The best ski socks have L and R supportive feet, padded shins and thinnish feet and calves. Do not be tempted to buy "tube socks" as no-one's lower leg, ankle and foot is shaped like a straight tube.
These are nice scroll down to 'performa'
and very comfy, as are Thorlos ones.
TKMaxx often have a nice line in Salomon & Nordica ski socks heavily discounted... haven't been in a while, but if it's for a single ski trip it doesn't seem a great idea to spend too much on them.
I've done all my skiing in the same Smartwool or Extremities socks as I use for walking and found them fine, but then I'm in a lower cut Telemark boot which, as Peter says, is far more comfortable than a downhillers boot anyway. I really couldn't comment on those.
As far as 'natural' slopes for skiing in England, Peter and Guy have covered it. But at least now we have several indoor slopes where you can ski on something very close to real snow rather than the dreaded dry-slopes of yesteryear.... The Snowdome at Tamworth in Staffordshire, Xscape near Castleford in W. Yorks., and the newest, Chill FactorE near the Trafford Centre in Manchester. (Anyone know any others? I think there's an Xscape in Glasgow too?) I've used the Snowdome and Chill FactorE and found the skiing suface to be really quite good, although the run length is limited and crowds can be a problem. But handy for a bit of practice. Doesn't beat being out there for real though....

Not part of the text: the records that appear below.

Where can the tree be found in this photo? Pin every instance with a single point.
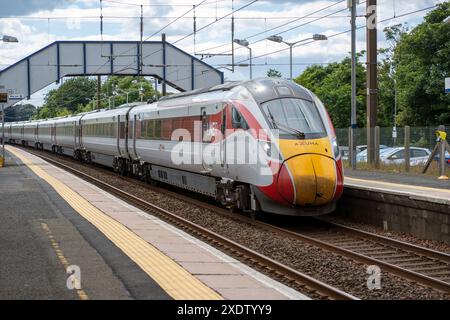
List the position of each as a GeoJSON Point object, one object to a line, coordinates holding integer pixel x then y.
{"type": "Point", "coordinates": [332, 84]}
{"type": "Point", "coordinates": [79, 94]}
{"type": "Point", "coordinates": [20, 112]}
{"type": "Point", "coordinates": [119, 86]}
{"type": "Point", "coordinates": [273, 73]}
{"type": "Point", "coordinates": [422, 62]}
{"type": "Point", "coordinates": [387, 87]}
{"type": "Point", "coordinates": [71, 95]}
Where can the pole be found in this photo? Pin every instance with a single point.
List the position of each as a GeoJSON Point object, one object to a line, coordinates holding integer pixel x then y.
{"type": "Point", "coordinates": [251, 64]}
{"type": "Point", "coordinates": [140, 43]}
{"type": "Point", "coordinates": [442, 164]}
{"type": "Point", "coordinates": [163, 87]}
{"type": "Point", "coordinates": [371, 35]}
{"type": "Point", "coordinates": [377, 147]}
{"type": "Point", "coordinates": [407, 148]}
{"type": "Point", "coordinates": [3, 136]}
{"type": "Point", "coordinates": [99, 83]}
{"type": "Point", "coordinates": [353, 80]}
{"type": "Point", "coordinates": [290, 61]}
{"type": "Point", "coordinates": [232, 37]}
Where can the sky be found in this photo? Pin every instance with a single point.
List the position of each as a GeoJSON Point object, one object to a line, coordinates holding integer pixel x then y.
{"type": "Point", "coordinates": [37, 23]}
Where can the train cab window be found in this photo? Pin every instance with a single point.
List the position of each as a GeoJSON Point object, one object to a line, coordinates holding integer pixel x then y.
{"type": "Point", "coordinates": [237, 120]}
{"type": "Point", "coordinates": [294, 118]}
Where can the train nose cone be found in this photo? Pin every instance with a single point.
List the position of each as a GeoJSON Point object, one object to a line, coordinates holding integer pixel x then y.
{"type": "Point", "coordinates": [313, 177]}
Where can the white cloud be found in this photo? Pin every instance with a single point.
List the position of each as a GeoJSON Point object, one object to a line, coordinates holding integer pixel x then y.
{"type": "Point", "coordinates": [33, 33]}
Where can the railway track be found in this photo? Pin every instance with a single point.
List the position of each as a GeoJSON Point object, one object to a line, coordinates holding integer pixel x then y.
{"type": "Point", "coordinates": [276, 270]}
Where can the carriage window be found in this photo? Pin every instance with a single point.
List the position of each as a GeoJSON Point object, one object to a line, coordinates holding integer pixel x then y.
{"type": "Point", "coordinates": [238, 120]}
{"type": "Point", "coordinates": [294, 118]}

I've done all my skiing in the same Smartwool or Extremities socks as I use for walking and found them fine, but then I'm in a lower cut Telemark boot which, as Peter says, is far more comfortable than a downhillers boot anyway.

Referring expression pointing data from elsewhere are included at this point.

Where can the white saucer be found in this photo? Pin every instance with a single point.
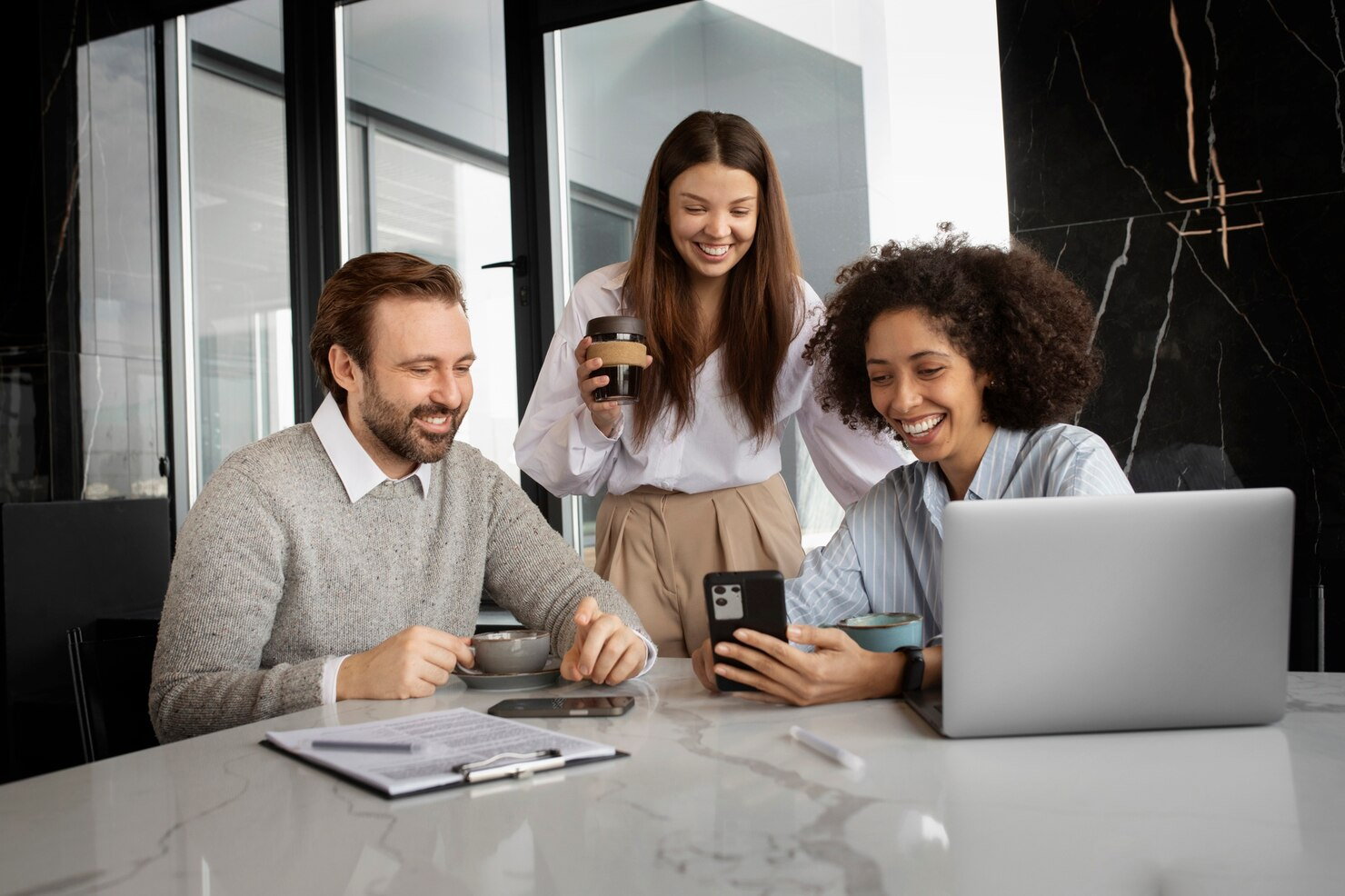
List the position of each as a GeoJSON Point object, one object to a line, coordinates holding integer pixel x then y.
{"type": "Point", "coordinates": [512, 681]}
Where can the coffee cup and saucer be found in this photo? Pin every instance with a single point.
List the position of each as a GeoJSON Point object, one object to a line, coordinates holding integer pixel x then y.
{"type": "Point", "coordinates": [512, 660]}
{"type": "Point", "coordinates": [884, 632]}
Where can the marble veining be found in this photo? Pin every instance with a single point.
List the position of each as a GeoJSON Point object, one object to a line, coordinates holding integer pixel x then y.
{"type": "Point", "coordinates": [714, 797]}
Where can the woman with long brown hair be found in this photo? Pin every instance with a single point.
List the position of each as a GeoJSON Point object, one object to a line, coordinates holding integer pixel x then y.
{"type": "Point", "coordinates": [692, 468]}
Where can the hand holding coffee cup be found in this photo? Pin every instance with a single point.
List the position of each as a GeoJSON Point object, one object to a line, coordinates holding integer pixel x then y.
{"type": "Point", "coordinates": [611, 358]}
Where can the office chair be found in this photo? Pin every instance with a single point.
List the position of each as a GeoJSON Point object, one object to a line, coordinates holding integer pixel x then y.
{"type": "Point", "coordinates": [109, 663]}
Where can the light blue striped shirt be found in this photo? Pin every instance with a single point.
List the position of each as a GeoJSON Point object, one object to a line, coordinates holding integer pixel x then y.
{"type": "Point", "coordinates": [888, 553]}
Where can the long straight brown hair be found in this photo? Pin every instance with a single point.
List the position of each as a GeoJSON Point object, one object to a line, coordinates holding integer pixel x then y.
{"type": "Point", "coordinates": [762, 305]}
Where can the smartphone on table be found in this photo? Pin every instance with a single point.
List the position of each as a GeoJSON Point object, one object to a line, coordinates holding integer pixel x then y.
{"type": "Point", "coordinates": [752, 599]}
{"type": "Point", "coordinates": [561, 706]}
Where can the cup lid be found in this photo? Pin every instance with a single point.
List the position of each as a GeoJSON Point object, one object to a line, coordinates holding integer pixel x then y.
{"type": "Point", "coordinates": [616, 324]}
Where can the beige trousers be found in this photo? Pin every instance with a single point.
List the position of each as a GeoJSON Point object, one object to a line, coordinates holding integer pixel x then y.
{"type": "Point", "coordinates": [656, 545]}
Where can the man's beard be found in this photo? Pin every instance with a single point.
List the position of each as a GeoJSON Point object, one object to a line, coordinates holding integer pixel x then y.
{"type": "Point", "coordinates": [400, 432]}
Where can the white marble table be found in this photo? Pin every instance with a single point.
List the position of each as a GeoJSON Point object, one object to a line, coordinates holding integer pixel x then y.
{"type": "Point", "coordinates": [714, 798]}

In my tele boots, I tour in hiking socks and a pair of original T3s, but the T2s I use on the piste definitely benefit from proper ski socks, and they're still a lot lower and more flexible (and thus easier on the shins) than alpine downhill boots.

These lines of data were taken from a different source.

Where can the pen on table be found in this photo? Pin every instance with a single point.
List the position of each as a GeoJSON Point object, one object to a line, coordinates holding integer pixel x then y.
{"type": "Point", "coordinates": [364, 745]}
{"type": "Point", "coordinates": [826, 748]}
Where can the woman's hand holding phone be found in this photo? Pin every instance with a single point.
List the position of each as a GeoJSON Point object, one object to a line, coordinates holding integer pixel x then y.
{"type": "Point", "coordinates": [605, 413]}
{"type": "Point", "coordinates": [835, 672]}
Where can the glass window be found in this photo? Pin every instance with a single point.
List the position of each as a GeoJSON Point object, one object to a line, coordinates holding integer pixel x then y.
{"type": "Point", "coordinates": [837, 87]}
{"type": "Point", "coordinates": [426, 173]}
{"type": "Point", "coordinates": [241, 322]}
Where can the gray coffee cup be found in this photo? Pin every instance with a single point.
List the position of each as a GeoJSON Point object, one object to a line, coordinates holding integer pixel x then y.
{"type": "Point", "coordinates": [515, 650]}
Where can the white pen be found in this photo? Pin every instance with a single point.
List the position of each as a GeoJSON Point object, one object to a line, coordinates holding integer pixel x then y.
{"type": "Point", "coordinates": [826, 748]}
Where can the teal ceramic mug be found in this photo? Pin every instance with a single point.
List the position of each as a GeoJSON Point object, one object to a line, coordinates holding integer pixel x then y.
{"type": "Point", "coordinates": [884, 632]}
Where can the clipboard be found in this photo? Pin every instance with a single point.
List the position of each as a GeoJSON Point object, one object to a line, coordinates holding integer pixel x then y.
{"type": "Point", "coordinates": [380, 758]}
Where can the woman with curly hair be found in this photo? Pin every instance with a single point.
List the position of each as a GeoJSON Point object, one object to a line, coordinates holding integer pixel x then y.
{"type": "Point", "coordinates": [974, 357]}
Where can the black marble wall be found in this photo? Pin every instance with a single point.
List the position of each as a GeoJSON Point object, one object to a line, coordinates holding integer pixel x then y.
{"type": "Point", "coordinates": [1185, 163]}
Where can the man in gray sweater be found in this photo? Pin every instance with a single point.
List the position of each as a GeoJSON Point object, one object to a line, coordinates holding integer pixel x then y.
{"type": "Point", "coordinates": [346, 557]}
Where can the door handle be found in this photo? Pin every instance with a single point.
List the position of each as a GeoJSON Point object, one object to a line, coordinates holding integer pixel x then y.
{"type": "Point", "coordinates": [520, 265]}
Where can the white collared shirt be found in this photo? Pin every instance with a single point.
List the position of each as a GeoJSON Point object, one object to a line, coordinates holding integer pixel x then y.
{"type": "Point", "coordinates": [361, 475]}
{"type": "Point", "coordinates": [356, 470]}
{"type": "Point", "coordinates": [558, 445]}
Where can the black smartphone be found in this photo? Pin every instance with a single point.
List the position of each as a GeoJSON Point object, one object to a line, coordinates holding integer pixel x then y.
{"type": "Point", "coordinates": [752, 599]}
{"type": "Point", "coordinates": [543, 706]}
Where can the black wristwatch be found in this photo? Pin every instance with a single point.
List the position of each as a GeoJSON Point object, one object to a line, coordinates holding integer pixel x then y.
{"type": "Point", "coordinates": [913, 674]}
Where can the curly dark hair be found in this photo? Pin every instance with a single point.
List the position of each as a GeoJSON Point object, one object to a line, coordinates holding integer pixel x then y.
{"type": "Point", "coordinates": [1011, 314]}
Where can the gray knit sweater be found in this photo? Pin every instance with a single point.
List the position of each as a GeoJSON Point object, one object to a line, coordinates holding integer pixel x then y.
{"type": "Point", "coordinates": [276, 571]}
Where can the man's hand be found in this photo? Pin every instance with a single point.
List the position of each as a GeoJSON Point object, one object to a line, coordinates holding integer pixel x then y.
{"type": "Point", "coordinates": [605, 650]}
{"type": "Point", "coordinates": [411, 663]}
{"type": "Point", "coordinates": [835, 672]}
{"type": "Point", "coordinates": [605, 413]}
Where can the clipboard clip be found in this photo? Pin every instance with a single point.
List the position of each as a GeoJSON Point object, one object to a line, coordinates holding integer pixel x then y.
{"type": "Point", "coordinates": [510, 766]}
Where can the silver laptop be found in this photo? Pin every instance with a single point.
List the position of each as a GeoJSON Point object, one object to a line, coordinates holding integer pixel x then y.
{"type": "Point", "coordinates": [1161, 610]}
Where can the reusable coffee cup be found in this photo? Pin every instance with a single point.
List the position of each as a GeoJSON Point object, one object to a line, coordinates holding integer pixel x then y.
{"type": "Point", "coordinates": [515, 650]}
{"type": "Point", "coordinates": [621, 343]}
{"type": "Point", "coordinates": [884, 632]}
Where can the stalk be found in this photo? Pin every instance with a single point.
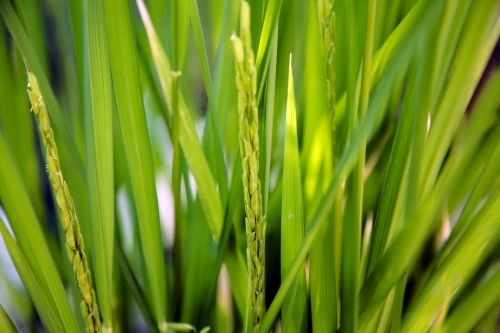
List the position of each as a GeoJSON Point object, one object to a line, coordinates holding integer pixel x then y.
{"type": "Point", "coordinates": [69, 221]}
{"type": "Point", "coordinates": [246, 82]}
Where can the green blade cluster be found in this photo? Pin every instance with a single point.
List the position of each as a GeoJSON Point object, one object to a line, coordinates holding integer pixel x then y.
{"type": "Point", "coordinates": [69, 220]}
{"type": "Point", "coordinates": [246, 82]}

Cross country kit is another thing altogether. Though my classic/skate combi boots are actually boots, pure classic technique striding gets down to glorified training shoes with a binding bar. Yet another reason to do cross country!
I'm in the second generation T3s for everything Pete, touring and on piste. I think Scarpa still make them but nowhere in this country seems to import them anymore - I guess they'd rather sell you a pair of T4 / Garmont Excursions for touring AND a set of T2s for the piste!! (Which I guess is what'll happen when I need to replace mine )
Anyway, going a bit OT there, sorry......
Sorry for hijacking your post Cumbrian Canary!
Thanks to everyone who had advice on skiing though
Captain Paranoia's owning of a comfy pair of downhill boots is something to regard as a Cunning Plan, even if you don't own your own skis. You can never be sure that rental boots you have access to will be right for you, where it's practically a given that the skis will be a choice of perfectly adequte or very good indeed, and you don't feel the pain so much dinging the bases...
girls ski boots...
XXL Women's jackets...
Are we seeing a trend here?
bugger. never thought of girl's boots. i do have girly boots (according to my friend) which have the maximum flex and are as comfy as a comfy thing.
cc - you didn't mention if this was your first time skiing or not. if it's your first, then boots won't reallly matter that much as you'll find them all uncomfortable until you get used to standing in a rather unnatural position.